Triple Olympic medallist and British track legend Katie Archibald announces retirement
The 32-year-old Scot amassed 51 levels at world, Olympic, European and Commonwealth level across her career and retires as one of Britain’s cycling legends
Triple Olympic medallist Katie Archibald has announced her retirement from track cycling. Over the course of a 13-year-career the Scot amassed a huge haul of 51 medals at world, Olympic, European and Commonwealth level, including two Olympic, seven world and 21 European titles - the latter an all-time record - to make her one of Great Britain’s most decorated track cyclists. She took up the sport relatively late but was talent-spotted by the Great Britain Cycling Team and brought onto the elite women’s track endurance squad as a 19-year-old in 2013, before going on to spearhead a golden age in British track racing.

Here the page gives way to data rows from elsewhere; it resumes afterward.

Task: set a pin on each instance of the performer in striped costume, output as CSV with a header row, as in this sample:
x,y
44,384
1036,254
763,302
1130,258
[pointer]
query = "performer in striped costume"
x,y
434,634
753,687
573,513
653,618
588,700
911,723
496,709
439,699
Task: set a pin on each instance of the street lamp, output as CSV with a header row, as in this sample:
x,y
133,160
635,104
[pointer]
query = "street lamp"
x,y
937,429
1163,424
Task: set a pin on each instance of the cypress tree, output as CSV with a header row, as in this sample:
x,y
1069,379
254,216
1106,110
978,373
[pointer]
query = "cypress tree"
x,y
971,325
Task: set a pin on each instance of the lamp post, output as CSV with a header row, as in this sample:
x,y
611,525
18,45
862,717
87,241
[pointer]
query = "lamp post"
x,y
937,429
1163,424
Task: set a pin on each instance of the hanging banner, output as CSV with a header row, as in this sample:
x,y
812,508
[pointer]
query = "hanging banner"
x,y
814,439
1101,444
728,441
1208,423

She said: “The draw of the ‘real world’ has been pulling me for a while, but I’ve been too scared to leave the world I know and love and, ultimately, to let go of something I’m good at. It’s not a very clean answer, but now is the right time simply because I’m not scared anymore. “I can’t claim to know why that is, but for some reason I only have a craving to live the life I’ve been saving for a rainy day, and no fear that I’ll miss the sunshine.
It’s simply time. ” She also raced on the road, most recently for the WorldTour team Ceratizit-WNT, before stepping back in 2024. A passionate Scot, Archibald had previously been targeting the Commonwealth Games in Glasgow this year, having won bronze in the points race - her first senior solo medal - in 2014 and points race silver and individual pursuit gold in 2018.

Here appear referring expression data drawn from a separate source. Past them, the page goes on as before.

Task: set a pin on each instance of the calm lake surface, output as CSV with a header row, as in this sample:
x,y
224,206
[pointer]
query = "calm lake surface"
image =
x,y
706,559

She admitted that in the early years of her career she “fell in with a minority attitude within the Scottish cycling scene that nothing is more important than beating the English”, and her initial focus was entirely about getting to the Commonwealth Games. Happily for the wider British squad, that changed once she got to the National Cycling Centre: “I quickly learnt that what connects everyone in that building, from Cardiff to Belfast, is nothing more complicated than sport. Being part of the GBCT has meant being part of something bigger than myself, and it’s been a true honour to race my bike alongside the best in the country.